Trip Detection using Sparse Call Detail Record Data

TitleTrip Detection using Sparse Call Detail Record Data
Publication TypeJournal Article
Year of PublicationSubmitted
AuthorsZhan Zhao, Haris N. Koutsopoulos, Jinhua Zhao
JournalIEEE Transactions on Intelligent Transportation Systems
KeywordsCall Detail Record, data fusion, elapsed time interval, hidden visit, statistical inference, supervised learning
Abstract

 

Despite a large body of literature on trip detection using call detail record (CDR) data, a fundamental understanding of their limitations is lacking. In particular, the sparse nature of CDR data is not well addressed. This study defines a process that allows physical travel patterns (important to the transportation community) to be inferred from telecommunication patterns captured by CDRs. To reduce the reliance of existing CDR-based trip detection methods on heuristics and arbitrary assumptions, we use data fusion to obtain labeled data for supervised statistical learning. In the absence of complementary data, this can be accomplished by extracting labeled observations from more granular cellular data access records, and extracting features from voice call and SMS records. The proposed approach is demonstrated using a real-world CDR dataset of 3 million users from a large Chinese city. The approach functions by inferring whether a hidden visit exists between two consecutive visits observed from CDR data.

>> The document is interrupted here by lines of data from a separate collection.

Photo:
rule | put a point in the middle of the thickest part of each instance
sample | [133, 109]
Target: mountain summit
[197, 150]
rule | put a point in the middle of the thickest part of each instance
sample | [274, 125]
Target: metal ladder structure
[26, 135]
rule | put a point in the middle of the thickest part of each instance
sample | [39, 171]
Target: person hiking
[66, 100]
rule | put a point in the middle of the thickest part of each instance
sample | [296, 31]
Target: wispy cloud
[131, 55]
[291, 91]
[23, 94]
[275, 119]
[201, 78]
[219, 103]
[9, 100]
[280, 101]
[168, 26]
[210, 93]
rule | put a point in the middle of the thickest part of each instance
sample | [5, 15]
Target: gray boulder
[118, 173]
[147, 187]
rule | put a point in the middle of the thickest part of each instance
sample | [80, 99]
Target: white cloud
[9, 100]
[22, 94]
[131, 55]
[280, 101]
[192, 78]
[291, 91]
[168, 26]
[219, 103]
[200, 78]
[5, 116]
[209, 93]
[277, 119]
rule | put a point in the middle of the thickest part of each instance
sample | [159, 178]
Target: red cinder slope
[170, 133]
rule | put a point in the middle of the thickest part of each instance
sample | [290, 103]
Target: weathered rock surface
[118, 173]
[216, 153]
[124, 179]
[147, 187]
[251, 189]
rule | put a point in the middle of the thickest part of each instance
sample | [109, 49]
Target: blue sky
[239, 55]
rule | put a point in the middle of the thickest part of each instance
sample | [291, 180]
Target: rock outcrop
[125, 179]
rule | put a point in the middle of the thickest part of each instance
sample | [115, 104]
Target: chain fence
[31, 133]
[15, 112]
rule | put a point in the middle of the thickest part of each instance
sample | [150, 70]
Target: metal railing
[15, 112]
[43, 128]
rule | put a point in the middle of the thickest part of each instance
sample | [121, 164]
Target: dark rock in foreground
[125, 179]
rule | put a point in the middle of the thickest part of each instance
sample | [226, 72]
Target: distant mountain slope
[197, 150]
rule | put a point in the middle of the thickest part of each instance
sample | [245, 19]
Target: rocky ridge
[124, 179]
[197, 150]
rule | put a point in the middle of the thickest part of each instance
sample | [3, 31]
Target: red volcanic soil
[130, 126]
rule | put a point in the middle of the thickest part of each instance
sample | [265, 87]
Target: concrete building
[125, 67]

Logistic regression, support vector machine, and AdaBoost are used to develop classification models for hidden visit inference, and the test results show significant improvement over the naïve no-hidden-visit rule, which is an implicit assumption adopted by most existing studies. Based on the proposed model, we estimate that over 10% of the displacements extracted from CDR data involve hidden visits. The proposed data fusion approach offers a systematic statistical approach to inferring individual mobility patterns based on telecommunication records. The method can be generalized to fit other types of large-scale data as well.